Quick start with Retentioneering

Retentioneering makes product analytics very easy once you have the raw data.

Every user action and every visited page or screen from your website or app, all these interactions we call events. To understand deeply how different types of user behavior in your product affects your business metrics, you need to analyze the sequences of events for each user.

1. Load data

To start you can pick from any of two options:

Option 1. To start with our dummy online shop dataset sample.

import retentioneering

# load sample user behavior data as a pandas dataframe:
data = retentioneering.datasets.load_simple_shop()

Here data is a regular Pandas Dataframe with clickstream example:

data.head()
user_id event timestamp
0 219483890 catalog 2019-11-01 17:59:13.273932
1 219483890 product1 2019-11-01 17:59:28.459271
2 219483890 cart 2019-11-01 17:59:29.502214
3 219483890 catalog 2019-11-01 17:59:32.557029
4 964964743 catalog 2019-11-01 21:38:19.283663

As you can see in this fragment of example dataset, user with id 219483890 has 4 events on the website with specific timestamps on 2019-11-01. This is all you need to try out what Retentioneering is about. You are ready to go with this dataset and proceed to step 2.

Option 2. Alternatively, you can start with your dataset.

If you have your raw data of user behavior for example in csv format simply import it as pandas dataframe:

import retentioneering
import pandas as pd

# load your own csv
data = pd.read_csv('yourowndatafile.csv')

How to get a csv file with data? Raw data in the form of {user,event,timestamp} can be streamed via Google Analytics 360 or free Google Analytics App+Web into BigQuery. From the BigQuery console you can run SQL query and export data into csv file, alternatively you can use the Python BigQuery connector to get directly into the dataframe. If you have big datasets, we suggest you take fraction of users in SQL query, filtering by the user id (just add this condition to SQL WHERE statement to get 10% of your users : “and ABS(MOD(FARM_FINGERPRINT(fullVisitorId), 10)) = 0)”.

2. Explore the data

Next step is to simply specify columns names, so that Rete will know how your own data matches the conventional dataset of user_ids, event names, timestamps. This is defined by this global config dictionary which will be used by Rete functions:

# update config to pass columns names:
retentioneering.config.update({
    'user_col': 'user_id',
    'event_col':'event',
    'event_time_col':'timestamp',
})

Now we are ready to explore the user behavior in our data. For example, you can plot graph (read more about plot_graph function here):

data.rete.plot_graph(norm_type='full',
                     weight_col='user_id',
                     thresh=0.06,
                     targets = {'payment_done':'green',
                                'lost':'red'})

Note, that graph is interactive and you can move graph nodes by clicking on it and interactively zoom-in / zoom-out the graph layout.

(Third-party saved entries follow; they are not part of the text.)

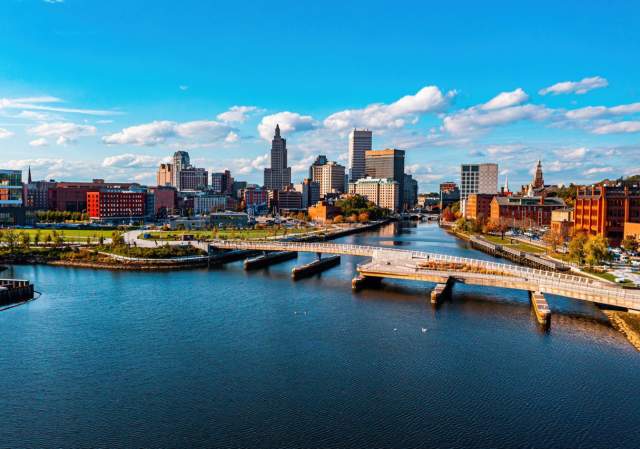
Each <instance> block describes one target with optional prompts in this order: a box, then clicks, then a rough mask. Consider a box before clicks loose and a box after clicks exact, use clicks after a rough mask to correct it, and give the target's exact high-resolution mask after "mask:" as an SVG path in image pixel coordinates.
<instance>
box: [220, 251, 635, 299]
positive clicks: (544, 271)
mask: <svg viewBox="0 0 640 449" xmlns="http://www.w3.org/2000/svg"><path fill="white" fill-rule="evenodd" d="M213 245H214V246H218V247H221V248H239V249H265V250H284V251H287V250H288V251H301V252H322V253H333V254H348V255H356V256H369V257H373V256H374V254H376V253H382V254H384V253H388V254H391V253H393V254H396V255H402V256H403V257H406V258H408V259H423V260H434V261H441V262H453V263H462V264H466V265H470V266H476V267H478V268H484V269H491V270H496V271H503V272H505V273H509V274H511V275H515V276H520V277H524V278H526V279H527V280H531V281H535V282H538V283H545V285H548V286H553V287H554V288H561V287H563V286H564V287H565V288H566V287H567V286H568V284H571V287H572V288H580V289H581V291H583V292H600V294H602V293H604V292H605V291H606V292H607V294H608V295H610V296H611V297H612V298H613V297H615V298H628V299H630V300H639V299H640V292H635V291H632V290H625V289H622V288H620V287H618V286H613V285H609V284H606V283H604V282H600V281H596V280H594V279H590V278H587V277H581V276H575V275H571V274H566V273H559V272H554V271H545V270H539V269H535V268H529V267H522V266H518V265H508V264H504V263H497V262H491V261H486V260H480V259H472V258H467V257H460V256H452V255H448V254H438V253H429V252H423V251H411V250H402V249H395V248H383V247H379V246H370V245H352V244H344V243H317V242H315V243H314V242H311V243H308V242H273V241H272V242H256V241H253V242H244V241H228V240H227V241H220V242H214V243H213Z"/></svg>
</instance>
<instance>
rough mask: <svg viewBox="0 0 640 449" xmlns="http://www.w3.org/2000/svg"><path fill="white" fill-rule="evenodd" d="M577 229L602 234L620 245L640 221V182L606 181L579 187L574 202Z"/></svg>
mask: <svg viewBox="0 0 640 449" xmlns="http://www.w3.org/2000/svg"><path fill="white" fill-rule="evenodd" d="M574 221H575V228H574V229H575V232H584V233H587V234H591V235H599V236H602V237H605V238H607V239H608V240H609V244H610V245H611V246H617V245H619V244H620V242H621V241H622V239H623V238H624V237H625V235H626V236H628V235H635V234H637V233H636V232H633V231H631V229H633V228H637V227H638V226H639V224H640V184H639V183H638V182H629V181H626V182H603V183H599V184H596V185H593V186H589V187H578V194H577V197H576V201H575V206H574Z"/></svg>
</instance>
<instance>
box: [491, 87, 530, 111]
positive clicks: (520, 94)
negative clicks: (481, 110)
mask: <svg viewBox="0 0 640 449" xmlns="http://www.w3.org/2000/svg"><path fill="white" fill-rule="evenodd" d="M528 99H529V95H527V93H526V92H525V91H524V90H522V89H521V88H519V87H518V88H517V89H516V90H514V91H511V92H501V93H499V94H498V95H496V96H495V97H493V98H492V99H491V100H489V101H487V102H486V103H485V104H483V105H482V106H481V107H480V108H481V109H483V110H485V111H490V110H492V109H502V108H507V107H509V106H515V105H518V104H522V103H524V102H525V101H527V100H528Z"/></svg>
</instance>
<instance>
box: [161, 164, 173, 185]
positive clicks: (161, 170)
mask: <svg viewBox="0 0 640 449" xmlns="http://www.w3.org/2000/svg"><path fill="white" fill-rule="evenodd" d="M174 179H175V178H174V177H173V164H160V167H158V174H157V175H156V185H159V186H173V182H174Z"/></svg>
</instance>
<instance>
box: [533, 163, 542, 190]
mask: <svg viewBox="0 0 640 449" xmlns="http://www.w3.org/2000/svg"><path fill="white" fill-rule="evenodd" d="M543 187H544V176H542V161H538V165H537V166H536V175H535V177H534V178H533V188H534V189H541V188H543Z"/></svg>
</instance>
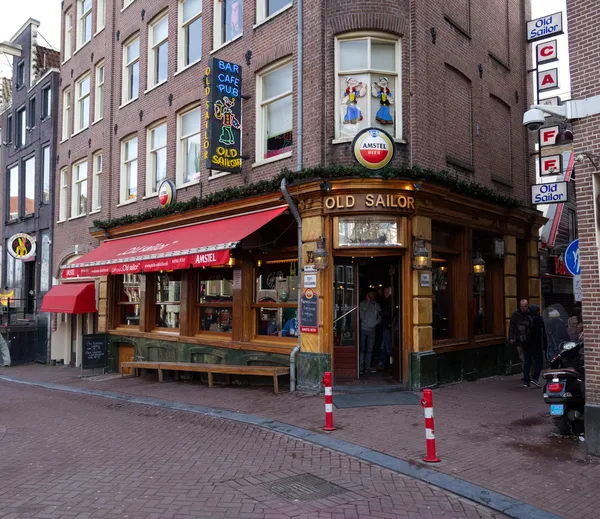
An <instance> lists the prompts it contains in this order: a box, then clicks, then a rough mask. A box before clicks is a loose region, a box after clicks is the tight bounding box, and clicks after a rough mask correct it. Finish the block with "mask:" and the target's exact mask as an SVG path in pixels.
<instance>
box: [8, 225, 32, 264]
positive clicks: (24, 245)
mask: <svg viewBox="0 0 600 519" xmlns="http://www.w3.org/2000/svg"><path fill="white" fill-rule="evenodd" d="M8 253H9V254H10V255H11V256H12V257H13V258H16V259H22V260H25V259H29V258H31V257H32V256H35V238H33V237H32V236H29V234H25V233H22V232H20V233H18V234H13V235H12V236H11V237H10V238H9V239H8Z"/></svg>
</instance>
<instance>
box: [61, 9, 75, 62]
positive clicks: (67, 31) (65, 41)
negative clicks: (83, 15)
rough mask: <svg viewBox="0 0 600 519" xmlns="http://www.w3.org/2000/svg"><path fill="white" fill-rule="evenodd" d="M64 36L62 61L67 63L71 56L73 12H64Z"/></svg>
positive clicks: (71, 46) (72, 31) (72, 25)
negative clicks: (64, 14)
mask: <svg viewBox="0 0 600 519" xmlns="http://www.w3.org/2000/svg"><path fill="white" fill-rule="evenodd" d="M64 26H65V34H64V41H63V61H67V60H68V59H69V58H70V57H71V55H72V54H73V11H72V10H71V9H69V10H68V11H67V12H65V24H64Z"/></svg>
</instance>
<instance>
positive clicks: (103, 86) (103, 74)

You can also plot step_matrix (read more about step_matrix function here):

data.rete.step_matrix(max_steps=16,
                      thresh = 0.2,
                      centered={'event':'cart',
                                'left_gap':5,
                                'occurrence':1},
                      targets=['payment_done']);
_images/step_matrix_8.svg

or you can explore what types of behavior clusters are present in your dataset (read more about exploring behavior clusters here):

data.rete.get_clusters(method='kmeans',
                       n_clusters=8,
                       ngram_range=(1,2),
                       plot_type='cluster_bar',
                       targets=['payment_done','cart']);
_images/clustering_2.svg

Users with similar behavior grouped in the same cluster. Clusters with low conversion rate can represent systematic problem in the product: specific behavior pattern which does not lead to product goals. Obtained user segments can be explored deeper to understand problematic behavior pattern. In the example above for instance, cluster 4 has low conversion rate to purchase but high conversion rate to cart visit.